The Environmental Protection Agency says the ocean level has come up 6 to 8 inches in the past century.
Most of the scientific community appears to agree with these statistics, although there are researchers who deny it, and suggest that any measured sea level rise is actually attributable to sinking land. When satellite-based rather than land-based sea level measurements have a sufficiently long history, that issue will be resolved.
Rising oceans whether the result of subsiding land or actually rising waters are issues for coastal land owners and public beaches, since higher seas move shorelines inland.
These are significant issues on several Hawaiian shorelines, particularly along eroding sand beaches on O'ahu and Maui, but they're not nearly the issues in the high Hawaiian islands that they are in lower islands across the Pacific.

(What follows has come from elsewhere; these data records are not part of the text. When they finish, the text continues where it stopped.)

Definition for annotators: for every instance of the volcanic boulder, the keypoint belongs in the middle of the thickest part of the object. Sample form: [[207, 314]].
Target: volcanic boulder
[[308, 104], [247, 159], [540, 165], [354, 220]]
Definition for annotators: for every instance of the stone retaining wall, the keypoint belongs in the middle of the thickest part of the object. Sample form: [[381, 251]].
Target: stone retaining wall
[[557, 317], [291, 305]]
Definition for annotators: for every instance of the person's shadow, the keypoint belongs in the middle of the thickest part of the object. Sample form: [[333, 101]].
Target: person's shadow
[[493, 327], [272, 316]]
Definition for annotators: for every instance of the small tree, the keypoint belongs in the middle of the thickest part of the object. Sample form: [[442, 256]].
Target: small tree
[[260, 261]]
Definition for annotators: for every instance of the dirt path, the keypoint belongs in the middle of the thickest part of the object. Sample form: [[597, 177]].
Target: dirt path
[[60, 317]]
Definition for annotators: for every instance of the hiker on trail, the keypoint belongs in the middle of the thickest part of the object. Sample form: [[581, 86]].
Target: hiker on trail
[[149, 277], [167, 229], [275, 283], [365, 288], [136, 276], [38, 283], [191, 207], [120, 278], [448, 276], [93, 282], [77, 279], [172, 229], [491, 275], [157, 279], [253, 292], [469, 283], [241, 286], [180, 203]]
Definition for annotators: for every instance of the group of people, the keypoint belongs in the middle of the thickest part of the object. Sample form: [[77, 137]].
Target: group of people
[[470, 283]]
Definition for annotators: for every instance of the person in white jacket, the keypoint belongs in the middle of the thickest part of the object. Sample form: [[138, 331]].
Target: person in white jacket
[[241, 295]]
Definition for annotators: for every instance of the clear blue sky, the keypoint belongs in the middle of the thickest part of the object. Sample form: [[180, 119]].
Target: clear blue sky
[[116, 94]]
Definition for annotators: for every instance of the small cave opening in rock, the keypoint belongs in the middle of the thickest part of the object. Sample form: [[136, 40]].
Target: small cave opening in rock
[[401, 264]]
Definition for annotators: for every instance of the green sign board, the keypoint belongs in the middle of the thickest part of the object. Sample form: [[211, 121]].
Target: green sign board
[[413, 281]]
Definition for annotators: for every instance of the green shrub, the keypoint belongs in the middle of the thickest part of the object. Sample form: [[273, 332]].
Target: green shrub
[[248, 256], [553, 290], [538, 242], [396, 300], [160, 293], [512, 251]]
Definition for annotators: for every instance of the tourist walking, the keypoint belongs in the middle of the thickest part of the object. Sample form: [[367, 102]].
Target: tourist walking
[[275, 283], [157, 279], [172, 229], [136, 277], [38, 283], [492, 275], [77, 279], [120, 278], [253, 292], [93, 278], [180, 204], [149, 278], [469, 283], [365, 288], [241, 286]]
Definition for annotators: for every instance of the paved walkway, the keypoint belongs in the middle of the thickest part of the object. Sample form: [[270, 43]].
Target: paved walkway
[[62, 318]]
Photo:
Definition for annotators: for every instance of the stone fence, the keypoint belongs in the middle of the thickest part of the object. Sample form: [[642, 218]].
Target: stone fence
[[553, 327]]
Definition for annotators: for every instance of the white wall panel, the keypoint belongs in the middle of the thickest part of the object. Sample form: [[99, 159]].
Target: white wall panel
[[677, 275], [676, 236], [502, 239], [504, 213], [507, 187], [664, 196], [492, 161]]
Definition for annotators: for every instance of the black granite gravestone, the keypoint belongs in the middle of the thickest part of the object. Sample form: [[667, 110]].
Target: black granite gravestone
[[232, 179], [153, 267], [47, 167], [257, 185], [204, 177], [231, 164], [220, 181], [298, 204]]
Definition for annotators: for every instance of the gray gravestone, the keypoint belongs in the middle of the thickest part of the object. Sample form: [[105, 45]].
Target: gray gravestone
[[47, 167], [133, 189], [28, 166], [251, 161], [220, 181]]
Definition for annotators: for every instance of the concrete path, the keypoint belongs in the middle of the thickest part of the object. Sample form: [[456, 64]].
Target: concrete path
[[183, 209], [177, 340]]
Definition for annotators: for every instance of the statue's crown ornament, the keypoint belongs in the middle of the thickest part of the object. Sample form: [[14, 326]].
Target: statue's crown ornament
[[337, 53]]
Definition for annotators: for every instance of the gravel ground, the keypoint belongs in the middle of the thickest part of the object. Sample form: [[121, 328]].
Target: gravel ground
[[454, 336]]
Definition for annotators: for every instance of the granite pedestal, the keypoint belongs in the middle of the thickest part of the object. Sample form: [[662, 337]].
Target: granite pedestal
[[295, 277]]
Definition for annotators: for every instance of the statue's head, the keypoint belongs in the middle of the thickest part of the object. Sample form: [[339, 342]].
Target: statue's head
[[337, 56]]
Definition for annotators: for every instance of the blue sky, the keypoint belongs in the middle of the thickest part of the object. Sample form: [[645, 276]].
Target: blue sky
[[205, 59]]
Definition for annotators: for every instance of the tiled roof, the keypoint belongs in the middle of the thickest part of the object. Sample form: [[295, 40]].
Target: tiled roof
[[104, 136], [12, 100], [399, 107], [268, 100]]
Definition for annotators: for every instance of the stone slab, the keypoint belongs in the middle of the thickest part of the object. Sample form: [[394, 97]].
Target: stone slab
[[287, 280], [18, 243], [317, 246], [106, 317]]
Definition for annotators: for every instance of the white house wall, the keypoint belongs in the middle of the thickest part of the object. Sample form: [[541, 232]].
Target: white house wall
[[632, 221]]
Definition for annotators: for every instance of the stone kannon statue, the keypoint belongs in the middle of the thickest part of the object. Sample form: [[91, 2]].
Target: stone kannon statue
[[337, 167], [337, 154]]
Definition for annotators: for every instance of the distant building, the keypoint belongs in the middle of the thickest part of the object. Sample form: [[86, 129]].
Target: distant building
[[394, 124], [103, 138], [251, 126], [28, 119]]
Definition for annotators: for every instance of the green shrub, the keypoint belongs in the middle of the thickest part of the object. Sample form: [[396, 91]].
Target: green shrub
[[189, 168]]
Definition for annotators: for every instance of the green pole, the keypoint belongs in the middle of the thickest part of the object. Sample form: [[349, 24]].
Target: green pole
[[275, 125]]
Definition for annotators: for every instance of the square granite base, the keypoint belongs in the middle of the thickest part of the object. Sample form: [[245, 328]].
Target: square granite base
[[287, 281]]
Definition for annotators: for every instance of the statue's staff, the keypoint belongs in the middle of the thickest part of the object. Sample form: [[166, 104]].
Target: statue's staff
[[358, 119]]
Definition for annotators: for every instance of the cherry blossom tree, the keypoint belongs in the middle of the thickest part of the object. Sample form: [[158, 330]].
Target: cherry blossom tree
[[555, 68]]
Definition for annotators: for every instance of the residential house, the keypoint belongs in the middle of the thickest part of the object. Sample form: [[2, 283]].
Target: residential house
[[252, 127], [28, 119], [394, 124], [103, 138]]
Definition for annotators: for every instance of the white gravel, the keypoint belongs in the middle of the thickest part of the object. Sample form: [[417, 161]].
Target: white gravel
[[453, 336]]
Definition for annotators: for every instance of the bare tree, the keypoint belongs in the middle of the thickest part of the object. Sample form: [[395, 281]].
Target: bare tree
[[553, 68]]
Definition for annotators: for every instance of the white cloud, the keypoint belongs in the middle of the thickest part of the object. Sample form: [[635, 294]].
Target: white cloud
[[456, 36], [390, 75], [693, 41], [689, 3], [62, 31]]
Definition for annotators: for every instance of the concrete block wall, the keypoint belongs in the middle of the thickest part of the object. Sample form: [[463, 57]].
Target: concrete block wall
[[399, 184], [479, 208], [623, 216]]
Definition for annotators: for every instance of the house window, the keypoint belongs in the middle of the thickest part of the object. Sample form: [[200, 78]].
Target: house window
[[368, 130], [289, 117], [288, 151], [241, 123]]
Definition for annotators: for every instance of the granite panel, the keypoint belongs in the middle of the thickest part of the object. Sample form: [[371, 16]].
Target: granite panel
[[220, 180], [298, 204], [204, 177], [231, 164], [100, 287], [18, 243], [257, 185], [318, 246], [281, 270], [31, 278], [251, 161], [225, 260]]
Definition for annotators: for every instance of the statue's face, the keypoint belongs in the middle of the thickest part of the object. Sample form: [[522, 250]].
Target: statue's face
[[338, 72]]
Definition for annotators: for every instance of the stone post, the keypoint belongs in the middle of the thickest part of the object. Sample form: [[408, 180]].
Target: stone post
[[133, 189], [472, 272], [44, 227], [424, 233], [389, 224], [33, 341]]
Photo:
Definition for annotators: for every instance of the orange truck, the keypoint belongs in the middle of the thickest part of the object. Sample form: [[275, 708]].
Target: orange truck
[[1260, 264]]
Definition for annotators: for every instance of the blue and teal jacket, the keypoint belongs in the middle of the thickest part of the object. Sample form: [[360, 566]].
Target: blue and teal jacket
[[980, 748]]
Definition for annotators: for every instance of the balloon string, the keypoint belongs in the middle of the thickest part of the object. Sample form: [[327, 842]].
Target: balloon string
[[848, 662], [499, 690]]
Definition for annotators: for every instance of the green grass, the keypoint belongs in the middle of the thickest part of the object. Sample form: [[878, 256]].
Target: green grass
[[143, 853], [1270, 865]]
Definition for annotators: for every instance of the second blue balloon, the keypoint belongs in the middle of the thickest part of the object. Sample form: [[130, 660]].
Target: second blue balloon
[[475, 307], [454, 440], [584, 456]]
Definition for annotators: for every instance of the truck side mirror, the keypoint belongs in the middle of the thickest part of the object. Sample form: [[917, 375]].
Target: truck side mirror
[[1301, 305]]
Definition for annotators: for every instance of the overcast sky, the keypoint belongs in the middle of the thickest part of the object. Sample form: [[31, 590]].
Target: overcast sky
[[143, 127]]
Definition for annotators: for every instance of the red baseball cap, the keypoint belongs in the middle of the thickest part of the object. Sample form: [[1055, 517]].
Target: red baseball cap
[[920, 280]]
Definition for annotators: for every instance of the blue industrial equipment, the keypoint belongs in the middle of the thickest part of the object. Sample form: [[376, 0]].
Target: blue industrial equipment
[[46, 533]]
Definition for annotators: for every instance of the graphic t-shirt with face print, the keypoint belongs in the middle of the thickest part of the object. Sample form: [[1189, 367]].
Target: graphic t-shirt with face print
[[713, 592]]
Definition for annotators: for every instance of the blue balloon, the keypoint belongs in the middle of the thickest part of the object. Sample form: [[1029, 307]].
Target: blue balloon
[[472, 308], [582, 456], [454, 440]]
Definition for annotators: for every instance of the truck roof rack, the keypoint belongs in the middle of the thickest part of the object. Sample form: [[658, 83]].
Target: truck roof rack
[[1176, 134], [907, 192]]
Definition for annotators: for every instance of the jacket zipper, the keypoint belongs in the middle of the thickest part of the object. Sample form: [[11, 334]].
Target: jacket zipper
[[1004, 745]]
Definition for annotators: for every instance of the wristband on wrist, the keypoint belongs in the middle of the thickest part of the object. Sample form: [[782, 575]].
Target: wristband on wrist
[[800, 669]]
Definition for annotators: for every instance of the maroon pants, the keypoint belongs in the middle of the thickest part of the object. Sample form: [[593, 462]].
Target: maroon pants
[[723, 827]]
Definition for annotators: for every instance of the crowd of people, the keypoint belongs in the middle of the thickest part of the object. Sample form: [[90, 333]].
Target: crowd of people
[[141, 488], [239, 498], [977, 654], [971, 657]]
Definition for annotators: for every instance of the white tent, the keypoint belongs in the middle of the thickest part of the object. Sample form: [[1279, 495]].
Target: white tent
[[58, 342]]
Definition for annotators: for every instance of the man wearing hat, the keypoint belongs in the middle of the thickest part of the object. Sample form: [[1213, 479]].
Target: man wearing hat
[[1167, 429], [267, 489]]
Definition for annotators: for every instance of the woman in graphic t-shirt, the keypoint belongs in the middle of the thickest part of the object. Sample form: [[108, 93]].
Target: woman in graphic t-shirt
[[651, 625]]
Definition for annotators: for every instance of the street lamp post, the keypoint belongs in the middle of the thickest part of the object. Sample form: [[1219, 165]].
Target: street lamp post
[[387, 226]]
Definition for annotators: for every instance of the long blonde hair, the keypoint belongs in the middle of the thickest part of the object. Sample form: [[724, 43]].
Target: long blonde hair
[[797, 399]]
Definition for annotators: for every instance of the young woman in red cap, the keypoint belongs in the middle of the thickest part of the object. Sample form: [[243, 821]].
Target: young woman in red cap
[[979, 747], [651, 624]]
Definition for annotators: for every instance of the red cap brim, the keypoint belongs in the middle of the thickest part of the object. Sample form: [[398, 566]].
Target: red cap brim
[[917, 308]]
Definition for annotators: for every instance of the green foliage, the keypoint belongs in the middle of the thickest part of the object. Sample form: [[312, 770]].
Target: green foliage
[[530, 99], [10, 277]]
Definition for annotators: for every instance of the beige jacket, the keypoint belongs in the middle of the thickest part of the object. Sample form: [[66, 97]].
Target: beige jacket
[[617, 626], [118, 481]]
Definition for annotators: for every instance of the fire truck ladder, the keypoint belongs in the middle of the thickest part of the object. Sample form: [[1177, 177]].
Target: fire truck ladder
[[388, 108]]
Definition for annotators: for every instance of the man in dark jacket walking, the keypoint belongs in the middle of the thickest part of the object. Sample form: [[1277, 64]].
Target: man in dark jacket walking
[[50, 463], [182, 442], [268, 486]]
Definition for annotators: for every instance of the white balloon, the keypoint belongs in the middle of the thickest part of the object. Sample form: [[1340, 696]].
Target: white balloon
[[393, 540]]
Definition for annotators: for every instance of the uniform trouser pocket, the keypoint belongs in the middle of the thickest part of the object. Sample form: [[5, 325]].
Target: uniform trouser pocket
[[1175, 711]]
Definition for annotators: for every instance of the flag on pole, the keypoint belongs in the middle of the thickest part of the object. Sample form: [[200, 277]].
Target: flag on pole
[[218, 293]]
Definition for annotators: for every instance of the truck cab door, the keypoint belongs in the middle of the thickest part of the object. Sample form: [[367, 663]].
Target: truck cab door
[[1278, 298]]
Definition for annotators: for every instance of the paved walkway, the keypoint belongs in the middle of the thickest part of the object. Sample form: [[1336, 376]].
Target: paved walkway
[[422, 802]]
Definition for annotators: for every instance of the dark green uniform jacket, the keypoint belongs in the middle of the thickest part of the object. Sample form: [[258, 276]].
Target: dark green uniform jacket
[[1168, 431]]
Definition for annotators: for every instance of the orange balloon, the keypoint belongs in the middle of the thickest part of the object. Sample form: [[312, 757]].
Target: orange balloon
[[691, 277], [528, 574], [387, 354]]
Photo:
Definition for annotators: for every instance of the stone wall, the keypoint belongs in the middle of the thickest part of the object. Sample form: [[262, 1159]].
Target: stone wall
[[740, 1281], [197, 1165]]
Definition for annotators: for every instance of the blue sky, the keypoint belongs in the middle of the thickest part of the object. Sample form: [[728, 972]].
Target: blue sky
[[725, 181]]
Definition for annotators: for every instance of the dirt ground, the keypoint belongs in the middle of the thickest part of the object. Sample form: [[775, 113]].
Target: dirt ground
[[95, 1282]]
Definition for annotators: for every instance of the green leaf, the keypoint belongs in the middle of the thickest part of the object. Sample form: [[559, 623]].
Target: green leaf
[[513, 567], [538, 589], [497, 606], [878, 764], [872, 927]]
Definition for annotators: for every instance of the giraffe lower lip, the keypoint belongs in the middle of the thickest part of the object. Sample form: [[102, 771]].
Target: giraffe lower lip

Residents of the Pacific island nation of Tuvalu are forced to consider relocation, as rising waters turn their wells salty and fill their taro-growing depressions with sea water.
In the low atolls of the Northwestern Hawaiian Islands, there are islets and sandbars that are so low they regularly lose much of their land area. Often this happens seasonally, as it does on some main Hawaiian island beaches.
Disappearing Island at the southern end of French Frigate Shoals is one such. Some months it's there, and some months it's barely above water.
Things are worse for Whale-Skate Island at French Frigate Shoals.
"It was a great big island, with thousands of seabirds nesting on it. It was a regular nesting area for turtles, and lots of seals pupped there," said Beth Flint, a wildlife biologist with the Fish and Wildlife Service's pacific Remote Island Refuges. Flint got her doctorate studying at French Frigate Shoals.
Whale-Skate had vegetation and considerable size, and then it began shrinking. Today, it's all water. The habitat for seals, birds and turtles is entirely gone.
Sea level rise could be involved, or currents, or unusual stormy weather, or more likely a combination, she said.
"We can't be sure why it's gone. It's hard to sort out all the variables. But it's certainly a reasonable assumption that climate change is involved. Sea level is rising," Flint said.